California Parochial School Hopes to Increase Reading Intervention

California Parochial School Hopes to Increase Reading Intervention

This school has won a literacy grant and is looking for solution to bring students up to grade level in reading, as many are two years behind. They are looking for a tool that provides data to track students as they develop reading skills.

State: California Number of Students: 119
School Type: Parochial School Free and Reduced Lunch: 94.0%
Grade Level: 6-8 English Language Learners: N/A

School Context

This is a small middle school in California that serves 126 students most of whom are native Spanish speakers. The school is a college-prep school and most of their student body will be first generation college attendees. They serve a low socioeconomic population.


State of Technology

Students at their school are a few years below grade level in reading. They are trying to prepare students to be accepted to and attend college, and they are changing their school schedule to accommodate for more reading intervention.

Currently the English Language Arts department and English Language Development (ELD) department scaffold reading into the core curriculum for students that are struggling. They do not use software at this time to support intervention and development. The school does use ALEKS for math intervention and is looking for something similar to support reading.


Tech Needs & Requirements

Their school schedule is changing to accommodate more reading intervention. They will have five days of regular English classes for all students. The students will also attend an ELD class for language study. They will also have a 25-minute independent period where students can work on struggling areas like reading and math. This solution will support the teaching and learning in their ELD class or within the 25- minute study class. They are looking for a solution that students can work on about 30-minutes a day.Ideally this tool will provide content that is leveled to students reading lexile, a balance between informational and fiction topics that would be interesting for the student. Some student choice would be a nice to have. The tool should also provide formative assessment activities that cover comprehension, inference, vocabulary, and even possibly grammar. Vocabulary is crucial. The tool should have diagnostic test to help level set the students. Questions in the diagnostic and the formative assessments need to be aligned with the Common Core Standards. The questions should vary from multiple choice, open answer, TEI if possible. Teachers are comfortable with grading the open-ended answers on their own. Data is a critical component to this solution. The tool should: provide progress monitoring for student skills based on Common Core and Lexile level; provide teachers with information to help provide students with intervention before their quarterly assessment cycle; have shareable data as they would like to be able to quickly access reports to show students in conferences and parents when necessary; and the tool should be easy to use for all users.
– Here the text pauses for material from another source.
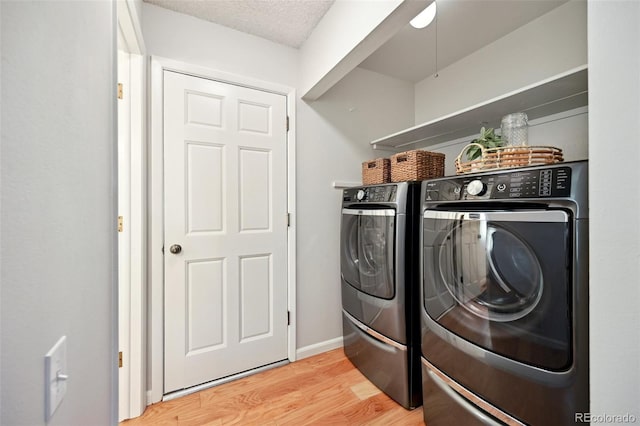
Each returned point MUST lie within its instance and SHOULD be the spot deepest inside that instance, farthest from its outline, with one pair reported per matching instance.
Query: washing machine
(504, 297)
(380, 286)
Students should have some choice over content if possible, but otherwise the teacher and tool will have control over pace and sequence. If there is data available for the students to see, then that will be a nice to have.
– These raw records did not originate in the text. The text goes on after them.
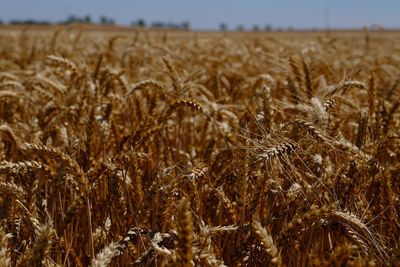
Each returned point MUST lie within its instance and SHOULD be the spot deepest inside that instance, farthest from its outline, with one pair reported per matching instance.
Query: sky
(209, 14)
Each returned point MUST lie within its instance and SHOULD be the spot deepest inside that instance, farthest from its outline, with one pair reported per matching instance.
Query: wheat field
(155, 148)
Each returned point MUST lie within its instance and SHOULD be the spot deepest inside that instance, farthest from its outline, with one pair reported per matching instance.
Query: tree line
(140, 23)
Teachers will be required to access the data and disaggregate it so they would like up-to-the-minute views of how students are progressing. The tool should not require a high level of technical skills to do this. An easy interface is a must. Teachers will not need to alter the content or customize.

The tool must: provide content that is relevant to students' interests and appropriate for age level; have a diagnostic or level setting option built into the tool; have a formative assessments built in to track skill improvement; provide reporting on progress; provide data that is downloadable to CSV; and be aligned to Common Core standards. The school provides 1:1 Chromebooks. The tool must have progress monitoring. The more data the better! Ideally, the tool should integrate with SchoolSpeak, but this is not a non-negotiable. Rostering with a CSV will be better than having to type in each student.